The achievement could even help regenerative biologists to work out how amphibians grow new limbs. Deng’s group found that one gene indicative of pluripotency, Sall4, was expressed much earlier in the CiPS-cell reprogramming process than in iPS-cell reprogramming. The same Sall4involvement is seen in frogs that regenerate a lost a limb4: before the regeneration, cells in the limb de-differentiate, a process akin to reprogramming, and Sall4 is active early in that process.

The discovery “provides an important framework to decipher the signalling pathways leading to Sall4expression” in regulating limb regeneration, says Anton Neff, who studies organ regeneration at Indiana University in Bloomington.

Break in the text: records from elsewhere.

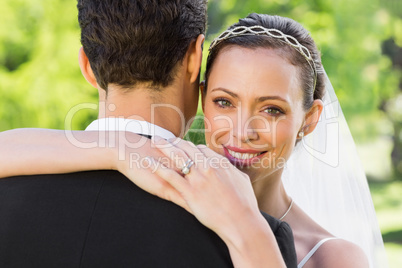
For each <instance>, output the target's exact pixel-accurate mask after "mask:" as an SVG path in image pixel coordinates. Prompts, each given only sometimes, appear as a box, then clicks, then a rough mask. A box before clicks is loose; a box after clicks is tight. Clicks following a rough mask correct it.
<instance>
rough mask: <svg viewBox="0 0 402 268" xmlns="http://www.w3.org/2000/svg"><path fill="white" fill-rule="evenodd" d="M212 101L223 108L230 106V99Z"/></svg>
mask: <svg viewBox="0 0 402 268" xmlns="http://www.w3.org/2000/svg"><path fill="white" fill-rule="evenodd" d="M214 102H215V103H217V104H218V105H219V106H220V107H224V108H226V107H231V106H232V104H231V103H230V101H228V100H225V99H217V100H215V101H214Z"/></svg>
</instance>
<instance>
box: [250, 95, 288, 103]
mask: <svg viewBox="0 0 402 268" xmlns="http://www.w3.org/2000/svg"><path fill="white" fill-rule="evenodd" d="M255 100H256V102H263V101H266V100H280V101H283V102H286V103H288V104H289V102H288V101H287V100H285V99H284V98H282V97H280V96H262V97H258V98H256V99H255Z"/></svg>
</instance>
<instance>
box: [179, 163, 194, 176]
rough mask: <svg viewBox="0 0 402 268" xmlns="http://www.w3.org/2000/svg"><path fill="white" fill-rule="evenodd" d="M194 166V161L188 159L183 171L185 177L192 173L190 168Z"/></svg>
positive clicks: (183, 169) (183, 167)
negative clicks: (190, 172)
mask: <svg viewBox="0 0 402 268" xmlns="http://www.w3.org/2000/svg"><path fill="white" fill-rule="evenodd" d="M193 165H194V161H193V160H191V159H188V160H187V162H186V164H185V165H184V167H183V168H182V169H181V173H183V174H184V175H187V174H188V173H190V168H191V167H192V166H193Z"/></svg>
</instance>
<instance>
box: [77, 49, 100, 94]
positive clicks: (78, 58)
mask: <svg viewBox="0 0 402 268" xmlns="http://www.w3.org/2000/svg"><path fill="white" fill-rule="evenodd" d="M78 63H79V64H80V69H81V73H82V75H83V76H84V77H85V79H86V80H87V82H88V83H90V84H91V85H92V86H93V87H96V88H98V83H97V82H96V78H95V75H94V73H93V71H92V68H91V64H89V60H88V57H87V54H85V52H84V49H83V48H82V47H81V48H80V51H79V53H78Z"/></svg>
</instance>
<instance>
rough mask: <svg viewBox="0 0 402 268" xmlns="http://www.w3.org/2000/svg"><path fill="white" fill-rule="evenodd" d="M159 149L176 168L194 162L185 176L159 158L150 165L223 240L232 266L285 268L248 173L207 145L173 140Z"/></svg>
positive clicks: (208, 226)
mask: <svg viewBox="0 0 402 268" xmlns="http://www.w3.org/2000/svg"><path fill="white" fill-rule="evenodd" d="M172 143H174V144H175V146H173V145H172V144H170V146H169V143H168V142H166V141H164V140H158V141H156V144H157V146H158V148H160V150H161V151H162V152H163V153H164V154H165V155H166V156H169V157H170V158H171V159H172V160H173V161H174V162H175V163H177V167H178V168H181V167H183V166H184V164H183V163H186V162H187V160H188V159H192V160H193V161H194V165H192V166H191V168H190V172H189V173H188V174H187V175H185V176H184V177H183V176H181V175H180V174H178V173H177V172H176V171H174V170H172V169H170V168H166V167H163V163H160V162H158V161H157V160H152V159H151V160H150V161H151V162H152V169H153V170H155V172H156V174H158V175H159V176H160V177H162V178H164V179H165V180H166V181H167V182H169V183H170V184H171V185H172V186H173V187H175V188H176V189H177V190H178V192H180V193H181V195H182V196H183V198H184V200H185V201H186V202H187V205H188V207H189V211H190V212H191V213H193V214H194V216H195V217H196V218H197V219H198V220H199V221H200V222H201V223H202V224H204V225H205V226H207V227H208V228H210V229H211V230H213V231H214V232H215V233H216V234H218V235H219V236H220V237H221V239H222V240H223V241H224V242H225V243H226V245H227V246H228V248H229V252H230V255H231V258H232V261H233V264H234V266H235V267H253V268H254V267H286V265H285V263H284V261H283V258H282V255H281V252H280V250H279V247H278V244H277V241H276V239H275V236H274V235H273V233H272V230H271V228H270V226H269V225H268V223H267V221H266V220H265V219H264V217H263V216H262V215H261V213H260V211H259V209H258V204H257V200H256V197H255V195H254V191H253V188H252V185H251V182H250V179H249V177H248V176H247V175H246V174H244V173H242V172H241V171H240V170H238V169H237V168H235V167H234V166H233V165H231V164H230V163H229V161H228V160H227V159H226V158H224V157H223V156H221V155H218V154H216V153H215V152H213V151H212V150H210V149H208V148H206V147H205V146H197V147H195V146H194V145H193V144H191V143H188V142H185V141H182V140H180V139H177V140H176V141H175V142H173V141H172Z"/></svg>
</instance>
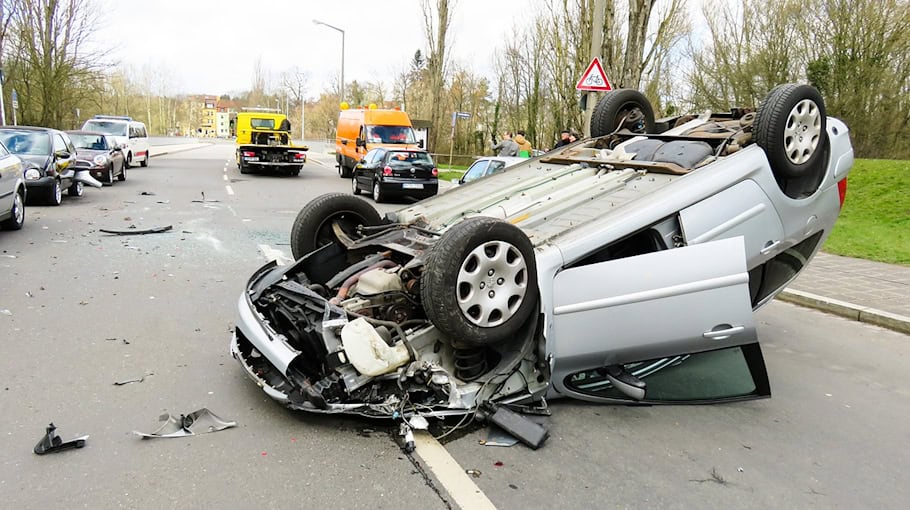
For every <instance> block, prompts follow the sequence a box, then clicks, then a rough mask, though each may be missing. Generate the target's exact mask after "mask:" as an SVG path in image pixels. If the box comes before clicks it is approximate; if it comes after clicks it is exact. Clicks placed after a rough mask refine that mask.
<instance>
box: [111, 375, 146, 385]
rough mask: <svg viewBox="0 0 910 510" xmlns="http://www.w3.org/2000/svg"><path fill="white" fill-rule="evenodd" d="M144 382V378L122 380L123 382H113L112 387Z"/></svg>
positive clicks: (143, 376)
mask: <svg viewBox="0 0 910 510" xmlns="http://www.w3.org/2000/svg"><path fill="white" fill-rule="evenodd" d="M144 380H145V377H144V376H143V377H136V378H134V379H124V380H123V381H114V386H124V385H127V384H132V383H134V382H142V381H144Z"/></svg>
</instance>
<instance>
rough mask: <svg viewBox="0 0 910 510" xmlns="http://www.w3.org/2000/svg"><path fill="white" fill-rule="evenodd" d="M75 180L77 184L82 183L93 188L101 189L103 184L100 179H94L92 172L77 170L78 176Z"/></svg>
mask: <svg viewBox="0 0 910 510" xmlns="http://www.w3.org/2000/svg"><path fill="white" fill-rule="evenodd" d="M73 179H74V180H75V181H76V182H81V183H82V184H85V185H87V186H92V187H93V188H101V187H102V186H103V184H101V181H99V180H98V179H95V178H94V177H92V174H91V172H89V171H88V170H77V171H76V175H75V176H73Z"/></svg>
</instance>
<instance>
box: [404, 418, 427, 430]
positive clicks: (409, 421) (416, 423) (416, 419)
mask: <svg viewBox="0 0 910 510" xmlns="http://www.w3.org/2000/svg"><path fill="white" fill-rule="evenodd" d="M408 424H410V425H411V428H412V429H414V430H427V429H428V428H429V427H430V422H428V421H427V419H426V418H424V417H423V416H411V419H410V420H408Z"/></svg>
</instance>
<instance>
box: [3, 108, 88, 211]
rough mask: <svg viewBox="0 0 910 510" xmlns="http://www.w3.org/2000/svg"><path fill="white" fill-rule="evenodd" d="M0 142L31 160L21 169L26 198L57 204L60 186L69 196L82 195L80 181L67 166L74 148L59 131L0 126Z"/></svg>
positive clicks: (73, 172) (38, 127) (75, 154)
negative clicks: (22, 172)
mask: <svg viewBox="0 0 910 510" xmlns="http://www.w3.org/2000/svg"><path fill="white" fill-rule="evenodd" d="M0 142H2V143H3V144H4V145H6V147H7V149H9V151H10V152H12V153H13V154H15V155H17V156H19V158H20V159H22V160H23V161H24V162H26V163H31V165H27V166H29V167H28V168H26V170H25V184H26V186H27V187H28V190H29V192H28V198H29V200H30V201H33V202H44V203H46V204H50V205H60V203H61V202H62V200H63V190H67V194H69V196H71V197H81V196H82V192H83V185H82V183H81V182H77V180H76V179H75V173H74V171H73V169H72V168H70V167H71V166H72V165H73V162H75V161H76V148H75V147H73V143H72V141H70V139H69V136H67V134H66V133H64V132H63V131H57V130H56V129H50V128H42V127H29V126H15V127H14V126H4V127H0Z"/></svg>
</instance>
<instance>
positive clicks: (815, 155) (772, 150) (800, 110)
mask: <svg viewBox="0 0 910 510" xmlns="http://www.w3.org/2000/svg"><path fill="white" fill-rule="evenodd" d="M826 121H827V118H826V114H825V102H824V100H823V99H822V96H821V94H820V93H819V92H818V90H817V89H816V88H815V87H812V86H811V85H797V84H795V83H789V84H785V85H780V86H778V87H775V88H774V89H773V90H772V91H771V92H769V93H768V95H767V96H765V99H764V100H763V101H762V103H761V105H760V106H759V107H758V111H757V112H756V114H755V126H754V129H753V133H754V135H753V136H754V137H755V142H756V143H757V144H758V146H759V147H761V148H762V149H763V150H764V151H765V155H766V156H767V157H768V162H769V163H770V164H771V169H772V170H773V171H774V175H775V176H776V177H778V178H779V179H801V178H804V177H810V178H811V177H813V176H816V175H818V174H819V173H821V172H823V171H824V165H825V163H826V161H825V160H826V159H827V157H826V154H827V145H828V132H827V131H826V129H827V126H826Z"/></svg>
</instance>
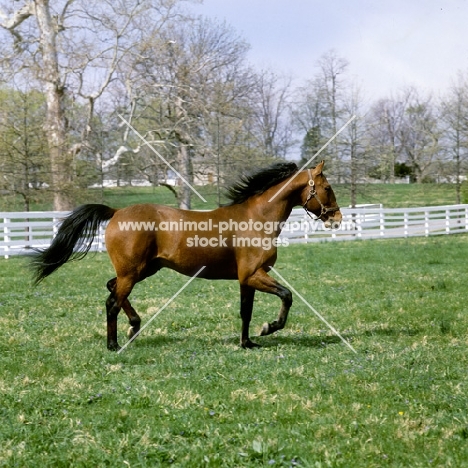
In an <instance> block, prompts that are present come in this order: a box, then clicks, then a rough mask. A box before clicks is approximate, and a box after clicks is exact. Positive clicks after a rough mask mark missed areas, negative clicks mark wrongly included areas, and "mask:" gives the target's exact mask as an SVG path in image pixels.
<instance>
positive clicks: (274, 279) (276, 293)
mask: <svg viewBox="0 0 468 468" xmlns="http://www.w3.org/2000/svg"><path fill="white" fill-rule="evenodd" d="M247 284H248V285H249V286H251V287H253V288H255V289H257V290H258V291H262V292H266V293H269V294H274V295H275V296H278V297H279V298H280V299H281V309H280V311H279V314H278V318H277V319H276V320H274V321H273V322H270V323H268V322H266V323H264V324H263V326H262V330H261V332H260V335H262V336H263V335H270V334H271V333H274V332H276V331H278V330H281V329H283V328H284V326H285V325H286V320H287V319H288V313H289V309H290V308H291V305H292V294H291V291H290V290H289V289H288V288H286V287H284V286H283V285H282V284H280V283H278V281H276V280H275V279H274V278H272V277H271V276H268V274H267V273H266V272H265V270H263V269H260V270H257V271H256V272H255V273H254V274H253V275H252V276H251V277H250V278H248V280H247Z"/></svg>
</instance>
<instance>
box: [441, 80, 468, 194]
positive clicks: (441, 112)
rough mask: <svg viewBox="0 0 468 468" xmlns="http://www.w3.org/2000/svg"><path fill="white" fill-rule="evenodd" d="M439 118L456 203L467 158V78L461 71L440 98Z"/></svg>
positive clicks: (467, 109) (465, 166) (467, 87)
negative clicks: (449, 169)
mask: <svg viewBox="0 0 468 468" xmlns="http://www.w3.org/2000/svg"><path fill="white" fill-rule="evenodd" d="M441 118H442V125H443V129H444V131H443V139H442V142H441V145H442V146H443V147H444V149H445V152H446V155H447V159H448V161H447V163H448V165H449V167H450V169H451V173H452V174H454V175H455V177H454V182H455V187H456V197H457V203H460V202H461V183H462V176H463V175H464V173H465V171H466V168H467V159H468V78H467V77H466V76H465V75H464V74H462V73H459V74H458V76H457V79H456V81H454V82H453V83H452V85H451V87H450V89H449V90H448V92H447V94H446V95H445V96H444V98H443V99H442V102H441ZM446 165H447V164H446Z"/></svg>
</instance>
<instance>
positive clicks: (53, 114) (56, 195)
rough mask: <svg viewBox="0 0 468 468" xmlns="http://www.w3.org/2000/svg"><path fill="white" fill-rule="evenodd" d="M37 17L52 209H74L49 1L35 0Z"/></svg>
mask: <svg viewBox="0 0 468 468" xmlns="http://www.w3.org/2000/svg"><path fill="white" fill-rule="evenodd" d="M35 5H36V18H37V24H38V26H39V30H40V33H41V39H40V43H41V46H42V59H43V63H42V66H43V70H42V74H43V80H44V84H45V95H46V100H47V115H46V121H45V131H46V133H47V142H48V144H49V153H50V162H51V171H52V177H51V180H52V190H53V192H54V210H57V211H67V210H70V209H72V208H73V190H72V163H73V160H72V155H71V153H70V152H68V151H67V148H66V121H65V115H64V112H63V107H62V103H63V99H64V88H63V85H62V83H61V80H60V73H59V64H58V56H57V43H56V36H57V30H56V25H55V24H54V22H53V20H52V18H51V15H50V7H49V1H48V0H36V1H35Z"/></svg>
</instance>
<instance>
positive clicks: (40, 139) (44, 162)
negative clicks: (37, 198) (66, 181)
mask: <svg viewBox="0 0 468 468" xmlns="http://www.w3.org/2000/svg"><path fill="white" fill-rule="evenodd" d="M44 115H45V99H44V96H43V95H42V94H41V93H39V92H34V91H29V92H23V91H18V90H7V91H3V92H1V93H0V155H1V156H0V189H1V190H2V191H3V193H5V194H12V195H13V196H20V197H21V198H22V201H23V206H24V210H25V211H29V210H30V207H31V203H32V202H33V201H34V199H35V197H36V196H37V195H38V192H39V191H43V189H44V185H45V184H46V183H48V182H49V180H48V177H47V173H48V172H50V167H49V164H50V162H49V160H48V157H47V154H46V153H47V139H46V135H45V133H44V130H43V128H42V127H43V125H42V124H43V120H44Z"/></svg>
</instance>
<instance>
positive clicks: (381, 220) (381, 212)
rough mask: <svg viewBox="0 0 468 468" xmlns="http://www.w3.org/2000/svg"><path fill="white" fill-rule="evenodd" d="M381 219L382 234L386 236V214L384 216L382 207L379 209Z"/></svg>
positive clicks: (381, 229) (380, 231)
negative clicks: (385, 217)
mask: <svg viewBox="0 0 468 468" xmlns="http://www.w3.org/2000/svg"><path fill="white" fill-rule="evenodd" d="M379 220H380V236H381V237H385V216H384V213H383V209H382V208H380V211H379Z"/></svg>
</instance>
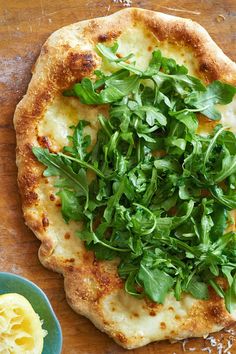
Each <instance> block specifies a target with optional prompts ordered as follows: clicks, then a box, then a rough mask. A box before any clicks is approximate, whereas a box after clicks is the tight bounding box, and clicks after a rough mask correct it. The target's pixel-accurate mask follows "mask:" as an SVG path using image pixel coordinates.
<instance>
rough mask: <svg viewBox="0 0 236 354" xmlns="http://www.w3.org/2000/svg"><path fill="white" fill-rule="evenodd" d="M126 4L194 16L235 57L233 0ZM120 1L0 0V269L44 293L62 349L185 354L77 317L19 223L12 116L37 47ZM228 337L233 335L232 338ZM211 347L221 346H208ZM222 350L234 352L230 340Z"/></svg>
mask: <svg viewBox="0 0 236 354" xmlns="http://www.w3.org/2000/svg"><path fill="white" fill-rule="evenodd" d="M132 5H133V6H136V7H143V8H147V9H152V10H157V11H162V12H166V13H168V14H172V15H178V16H182V17H188V18H191V19H193V20H196V21H198V22H199V23H200V24H202V25H203V26H204V27H205V28H206V29H207V30H208V32H209V33H210V34H211V36H212V37H213V39H214V40H215V41H216V42H217V43H218V45H219V46H220V47H221V48H223V50H224V52H225V53H226V54H227V55H228V56H229V57H231V59H233V60H236V50H235V49H236V45H235V43H236V1H235V0H224V1H221V0H219V1H214V0H211V1H210V0H205V1H203V0H194V1H191V2H190V1H185V0H179V1H162V0H159V1H155V0H147V1H134V0H133V1H132ZM123 6H124V4H122V3H121V1H112V0H106V1H98V0H94V1H92V0H87V1H85V0H81V1H80V0H67V1H62V0H57V1H55V0H52V1H46V0H7V1H3V0H0V73H1V75H0V89H1V95H0V107H1V118H0V181H1V183H0V215H1V222H0V271H10V272H13V273H16V274H19V275H23V276H25V277H27V278H28V279H30V280H32V281H34V282H35V283H36V284H38V285H39V286H40V287H41V288H42V289H43V290H44V291H45V292H46V294H47V295H48V297H49V299H50V301H51V303H52V306H53V308H54V310H55V312H56V314H57V316H58V318H59V320H60V323H61V325H62V330H63V338H64V344H63V353H64V354H120V353H128V352H129V353H130V354H154V353H157V354H174V353H176V354H180V353H182V352H184V348H183V345H182V344H180V343H176V344H170V343H167V342H163V343H159V344H158V343H154V344H151V345H148V346H146V347H144V348H140V349H137V350H132V351H126V350H123V349H122V348H120V347H119V346H118V345H116V344H115V343H114V342H113V341H112V340H111V339H109V338H108V337H107V336H106V335H105V334H102V333H101V332H99V331H98V330H97V329H96V328H95V327H94V326H93V325H92V324H91V323H90V322H89V321H88V320H87V319H85V318H83V317H81V316H78V315H76V314H75V313H74V312H73V311H72V310H71V309H70V308H69V306H68V305H67V303H66V300H65V294H64V290H63V279H62V277H61V276H60V275H58V274H56V273H52V272H50V271H48V270H46V269H44V268H43V267H42V266H41V264H40V263H39V261H38V257H37V251H38V248H39V241H38V240H37V239H36V238H35V237H34V235H33V234H32V233H31V232H30V231H29V230H28V228H27V227H26V226H25V225H24V221H23V218H22V214H21V205H20V198H19V194H18V189H17V183H16V174H17V171H16V166H15V133H14V129H13V124H12V117H13V113H14V109H15V106H16V104H17V102H18V101H19V100H20V99H21V98H22V96H23V95H24V93H25V92H26V88H27V84H28V82H29V80H30V77H31V74H30V71H31V67H32V65H33V63H34V62H35V60H36V58H37V56H38V54H39V50H40V47H41V46H42V44H43V42H44V41H45V40H46V38H47V37H48V36H49V34H50V33H51V32H53V31H54V30H56V29H58V28H60V27H62V26H64V25H67V24H70V23H73V22H77V21H80V20H83V19H87V18H93V17H97V16H105V15H108V14H111V13H113V12H115V11H117V10H118V9H121V8H123ZM0 286H1V284H0ZM144 325H145V324H144ZM235 329H236V328H235ZM231 337H232V339H233V340H234V336H232V335H231ZM217 338H222V341H223V342H224V349H226V348H227V343H228V342H227V340H228V338H229V334H226V333H221V334H218V335H217ZM204 346H205V347H206V346H208V342H207V341H204V340H202V339H200V340H191V341H189V342H188V343H187V344H186V352H187V353H190V352H191V353H192V352H194V353H203V351H202V350H201V348H203V347H204ZM187 348H196V350H195V351H191V350H188V349H187ZM206 352H207V351H206ZM212 353H221V352H219V351H217V350H216V348H215V349H214V350H213V348H212ZM222 353H223V351H222ZM225 353H228V354H229V353H231V354H233V353H236V345H234V349H232V348H231V350H229V351H228V352H227V351H226V352H225ZM52 354H53V353H52Z"/></svg>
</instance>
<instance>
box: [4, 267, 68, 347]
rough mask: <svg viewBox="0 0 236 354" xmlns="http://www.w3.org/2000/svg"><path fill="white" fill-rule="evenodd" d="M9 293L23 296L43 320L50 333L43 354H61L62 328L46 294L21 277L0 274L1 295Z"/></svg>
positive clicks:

Sheng Ding, a reprogramming researcher at the Gladstone Institutes in San Francisco, California, says that the study marks “significant progress” in the field, but notes that chemical reprogramming is unlikely to be used widely until the team can show that it can work for human cells, not just mouse ones. Other strategies, including one that uses RNA, can complete reprogramming with less risk of disturbing the genes than the original iPS-generation method, and are already in use in humans. Indeed, clinical trials with iPS cells derived through such means are already being planned.

Deng has made some progress towards using his method in human cells, but it will require tweaks. ”Maybe some additional small molecules are needed,” he says.

If it the technique is found to be safe and effective in humans, it could be useful for the clinic. It does not risk causing mutations, and the compounds themselves seem to be safe — four of them are in fact already in clinical use. The small molecules can easily pass through cell membranes, so they can be washed away after they have initiated the reprogramming.